Techniques for faster pixel-level drawing?

Is there any non-obvious way to push multiple, arbitrary pixel values into a bitmap/display that's faster than making setColor and drawPixel calls on each pixel?

My watchface wants to fill a relatively large area of the screen with pixel values that it computes on the fly. Specifically, I have some source grayscale pixel data which I'm scaling, clipping, rotating, and dithering to generate a different image every few minutes.

I've done a lot of work to make my pixel-transforming code reasonably quick, such that now much of the execution time of each frame is just the calls to `Dc.setColor` and `Dc.drawPixel` that actually push pixels into an offscreen bitmap. I've verified that in the Simulator's Profiler view, and also by commenting out those calls and running on the device.

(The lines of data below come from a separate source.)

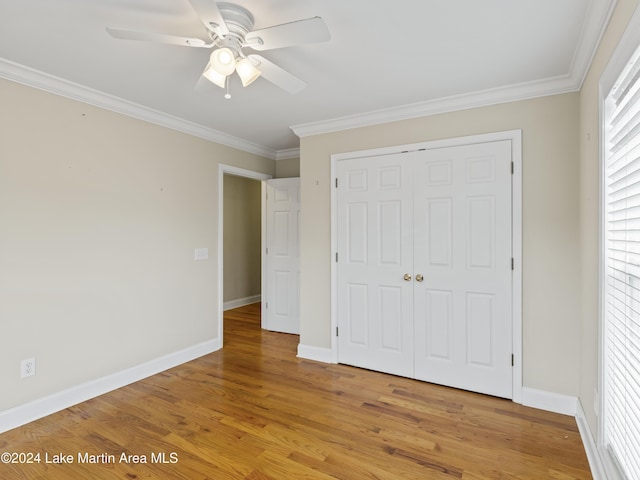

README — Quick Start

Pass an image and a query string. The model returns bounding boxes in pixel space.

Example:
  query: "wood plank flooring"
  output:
[0,305,592,480]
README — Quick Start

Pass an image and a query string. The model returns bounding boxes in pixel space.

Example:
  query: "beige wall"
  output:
[276,158,300,178]
[300,93,580,395]
[579,0,640,435]
[0,80,275,411]
[223,175,262,302]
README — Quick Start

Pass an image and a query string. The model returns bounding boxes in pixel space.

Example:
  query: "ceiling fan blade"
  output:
[247,55,307,94]
[245,17,331,51]
[189,0,229,37]
[106,27,213,48]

Right now I can generate and draw ~100 pixels on each update before my watchface uses too much time and gets killed. But it seems like there are enough cycles to generate many more pixels than that, if I could get them into a Bitmap or the display more efficiently.

For example:

  • Somehow access the raw memory used by an offscreen bitmap, say as an `Array<Number>`?
  • Put some pixel values in an array and copy (blit) them all at once to a Bitmap?
  • Use a smaller palette, fitting more pixels into each Number, and set multiple pixels at once using a single Number value?
  • Construct a bit mask and use it to fill multiple pixels with the same color in one call?
  • Somehow reduce the overhead of repeatedly mapping the same few Color values to 4-bit raw pixel values that I imagine is eating time?

Lower-level pixel operations like this are often available on performance-constrained platforms, but I can't find anything useful in the docs.

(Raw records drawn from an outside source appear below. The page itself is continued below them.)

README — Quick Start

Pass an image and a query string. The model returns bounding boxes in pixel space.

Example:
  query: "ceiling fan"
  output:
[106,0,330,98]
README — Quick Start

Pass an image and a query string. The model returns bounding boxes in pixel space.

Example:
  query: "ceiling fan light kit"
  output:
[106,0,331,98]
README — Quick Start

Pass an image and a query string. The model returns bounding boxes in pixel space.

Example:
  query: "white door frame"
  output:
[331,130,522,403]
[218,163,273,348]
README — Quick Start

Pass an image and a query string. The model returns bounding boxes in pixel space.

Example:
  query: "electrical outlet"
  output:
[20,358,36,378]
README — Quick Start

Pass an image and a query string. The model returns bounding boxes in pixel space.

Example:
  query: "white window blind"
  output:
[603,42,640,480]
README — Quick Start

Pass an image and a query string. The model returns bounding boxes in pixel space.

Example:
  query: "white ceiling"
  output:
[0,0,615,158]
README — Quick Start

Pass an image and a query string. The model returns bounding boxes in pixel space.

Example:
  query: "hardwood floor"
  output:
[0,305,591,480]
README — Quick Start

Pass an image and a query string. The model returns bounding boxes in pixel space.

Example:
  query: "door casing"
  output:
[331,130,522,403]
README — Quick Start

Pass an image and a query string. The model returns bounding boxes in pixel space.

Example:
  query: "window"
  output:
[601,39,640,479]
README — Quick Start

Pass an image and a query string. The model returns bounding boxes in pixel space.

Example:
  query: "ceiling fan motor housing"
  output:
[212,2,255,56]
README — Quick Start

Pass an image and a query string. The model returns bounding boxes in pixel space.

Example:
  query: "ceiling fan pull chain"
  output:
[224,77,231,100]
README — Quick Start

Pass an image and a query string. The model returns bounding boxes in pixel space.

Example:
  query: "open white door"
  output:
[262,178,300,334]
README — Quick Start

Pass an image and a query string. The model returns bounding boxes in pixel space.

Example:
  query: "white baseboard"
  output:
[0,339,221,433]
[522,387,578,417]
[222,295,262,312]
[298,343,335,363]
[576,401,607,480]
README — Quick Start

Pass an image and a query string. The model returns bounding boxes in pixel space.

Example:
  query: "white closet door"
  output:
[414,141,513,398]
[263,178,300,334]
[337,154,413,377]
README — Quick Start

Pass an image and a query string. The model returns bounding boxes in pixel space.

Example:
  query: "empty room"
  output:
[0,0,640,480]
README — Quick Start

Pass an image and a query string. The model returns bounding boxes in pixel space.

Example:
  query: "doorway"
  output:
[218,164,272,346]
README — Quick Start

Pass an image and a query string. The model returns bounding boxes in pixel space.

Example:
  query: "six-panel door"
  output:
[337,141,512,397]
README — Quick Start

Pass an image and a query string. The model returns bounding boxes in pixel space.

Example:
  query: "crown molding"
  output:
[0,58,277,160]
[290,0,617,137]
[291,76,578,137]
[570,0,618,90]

Some things that I've tried that aren't faster:

  • Offscreen Bitmap vs drawing to the display (same speed)
  • Use a palette with just WHITE, LT_GRAY, DK_GRAY, BLACK, and TRANSPARENT (same)
  • Write all pixels of each color in a single pass to avoid most of the setColor calls (the overhead of managing bit vectors, etc. is more than the savings)
  • Batch runs of similar values and draw using drawLine (doesn't really apply to my dithered pixels)

For the time being, I'm splitting the rendering across multiple update cycles, which is pretty tricky to manage, and isn't always responsive enough when the device decides not to call onUpdate when I have drawing to finish.

I realize I may be pushing the platform in a way it wasn't really intended to be pushed, but I really like the results I'm getting, and if such a technique existed, it would unlock lots of interesting possibilities (Doom, anyone?)

  • Dang, I'm learning the APIs, so this was all new to me.  But it's a bummer they don't offer access as a mutable ByteArray or similar.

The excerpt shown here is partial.